The Justice Department on Monday dropped a crucial objection to Texas’ strict voter-identification law, signaling a significant change from the Obama administration on voting-rights issues. The Republican-led Texas Legislature passed one of the toughest voter ID laws in the country in 2011, requiring voters to show a driver’s license, passport or other government-issued photo ID before casting a ballot. The Obama administration’s Justice Department sued Texas to block the law in 2013 and scored a major victory last year after a federal appeals court ruled that the law needed to be softened because it discriminated against minority voters who lacked the required IDs. Opponents of the law said Republican lawmakers selected IDs that were most advantageous for Republican-leaning white voters and discarded IDs that were beneficial to Democratic-leaning minority voters. For example, legislators included licenses to carry concealed handguns, which are predominantly carried by whites, and excluded government employee IDs and public university IDs, which are more likely to be used by blacks, Hispanics and Democratic-leaning younger voters. But the Justice Department under President Trump and Attorney General Jeff Sessions told a judge on Monday that it was withdrawing its claim that Texas enacted the law with a discriminatory intent.

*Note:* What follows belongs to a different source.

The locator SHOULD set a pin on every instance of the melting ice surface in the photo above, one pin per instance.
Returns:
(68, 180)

The Justice Department remains a party in the case. But it is pulling back at a crucial phase. If a judge finds the state acted with discriminatory intent, as the Justice Department and other plaintiffs have alleged, Texas could be forced to seek federal approval before it makes any changes to its voting laws or procedures. That would have major impacts on voting rules in Texas and be a potent symbol of the ability of the federal government to be a major brake on voting discrimination nationally.
“This is a complete 180-degree turn,” said Danielle Lang, a lawyer for the Campaign Legal Center, one of the groups that sued Texas and represents some of the Justice Department’s fellow plaintiffs in the voter ID case. Under the Obama administration, she added, the Justice Department was “fully committed to the case.”
“They were full partners,” Ms. Lang said. “This was their case as much as ours.”